The answer will depend on a careful review of the surrounding circumstances. An attorney would need to determine whether (1) your employer is covered under the FMLA, (2) you met the coverage requirements, (3) your absence was protected, and (4) your employer terminated you, at least in part, because of a protected absence. You should consult in person with an employment attorney to get a careful evaluation. Good luck.
My answers to questions posted on AVVO are intended to provide general information only, and are not intended to be legal advice. Employment law issues typically require a careful case-by-case analysis. Consequently, if you feel that you need legal advice, I would encourage you to consult in person with an employment attorney in your area.
It may be allowed, or it may have been a violation of the FMLA -- the answer is fact-specific and you should probably consult with an attorney and provide all of the relevant facts if you want to know your options and your rights. That said, being in FMLA leave is no guarantee that you will not be terminated. If you violated attendance rules applicable to the intermittent leave you were on, and if that's why they fired you, then they could prevail on any claim you might file against them. If you didn't break the rules and they are just using that as an excuse, then you might have a meritorious claim.
This is my opinion and the actual outcome may vary depending on specific facts not mentioned in the question posted - no one should rely on this advice or assume that we have entered into any sort of attorney-client relationship.

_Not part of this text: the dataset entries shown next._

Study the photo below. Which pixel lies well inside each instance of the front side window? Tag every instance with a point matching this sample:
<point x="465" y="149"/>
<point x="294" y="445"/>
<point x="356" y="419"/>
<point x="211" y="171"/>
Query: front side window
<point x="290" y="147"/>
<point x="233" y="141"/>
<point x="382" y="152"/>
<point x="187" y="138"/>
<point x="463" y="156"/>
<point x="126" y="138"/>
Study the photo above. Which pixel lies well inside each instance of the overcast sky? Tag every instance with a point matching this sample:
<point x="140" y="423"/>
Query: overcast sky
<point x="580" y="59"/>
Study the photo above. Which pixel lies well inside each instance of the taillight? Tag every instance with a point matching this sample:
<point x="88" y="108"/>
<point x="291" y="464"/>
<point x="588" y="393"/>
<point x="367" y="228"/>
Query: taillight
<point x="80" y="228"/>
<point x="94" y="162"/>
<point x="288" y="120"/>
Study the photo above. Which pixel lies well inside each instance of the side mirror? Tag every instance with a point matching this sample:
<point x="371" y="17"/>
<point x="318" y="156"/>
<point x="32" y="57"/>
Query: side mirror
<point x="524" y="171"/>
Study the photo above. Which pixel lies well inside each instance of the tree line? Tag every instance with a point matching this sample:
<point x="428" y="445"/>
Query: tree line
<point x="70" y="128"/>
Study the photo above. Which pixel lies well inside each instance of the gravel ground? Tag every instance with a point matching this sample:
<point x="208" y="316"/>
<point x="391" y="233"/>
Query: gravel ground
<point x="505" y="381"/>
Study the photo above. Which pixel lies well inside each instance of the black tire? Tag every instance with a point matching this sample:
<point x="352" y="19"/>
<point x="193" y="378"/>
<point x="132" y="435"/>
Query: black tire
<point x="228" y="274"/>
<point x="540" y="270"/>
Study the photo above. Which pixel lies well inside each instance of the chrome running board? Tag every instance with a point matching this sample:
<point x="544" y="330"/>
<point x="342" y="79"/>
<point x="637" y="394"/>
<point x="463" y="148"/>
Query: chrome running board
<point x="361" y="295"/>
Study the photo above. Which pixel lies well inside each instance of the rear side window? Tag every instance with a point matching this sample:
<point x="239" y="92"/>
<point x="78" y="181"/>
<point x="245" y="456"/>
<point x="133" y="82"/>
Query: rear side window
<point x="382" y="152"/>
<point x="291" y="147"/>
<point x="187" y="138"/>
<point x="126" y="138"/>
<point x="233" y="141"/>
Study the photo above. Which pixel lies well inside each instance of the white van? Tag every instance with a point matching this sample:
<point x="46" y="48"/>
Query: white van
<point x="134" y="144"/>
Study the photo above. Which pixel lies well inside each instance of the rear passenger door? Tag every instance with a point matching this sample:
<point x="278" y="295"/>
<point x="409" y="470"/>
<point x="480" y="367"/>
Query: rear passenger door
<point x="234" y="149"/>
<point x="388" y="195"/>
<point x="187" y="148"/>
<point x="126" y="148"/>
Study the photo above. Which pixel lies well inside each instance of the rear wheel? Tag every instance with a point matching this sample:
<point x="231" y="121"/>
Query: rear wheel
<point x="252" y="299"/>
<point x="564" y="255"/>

That depends on whether the intermittent LOA was related to the attendance issue. For example, if you were approved for FMLA leave for physical therapy but you were terminated for coming in late frequently for reasons unrelated to your physical therapy then the FMLA leave approval would not have any bearing on why you were discharged.
FMLA can be a sticky subject and many employers do not do a good job of complying with the law, especially when front line managers are interacting with intermittent leave. Whether your rights under FMLA were violated in this situation depends on knowing a lot of facts about your situation that are not presented here and honestly should not be presented here. You need to contact one of us local employment lawyers to discuss your situation. You can find my contact information in the link below.
Have you filed for unemployment? That is something you should do right now if you believe you were wrongfully terminated.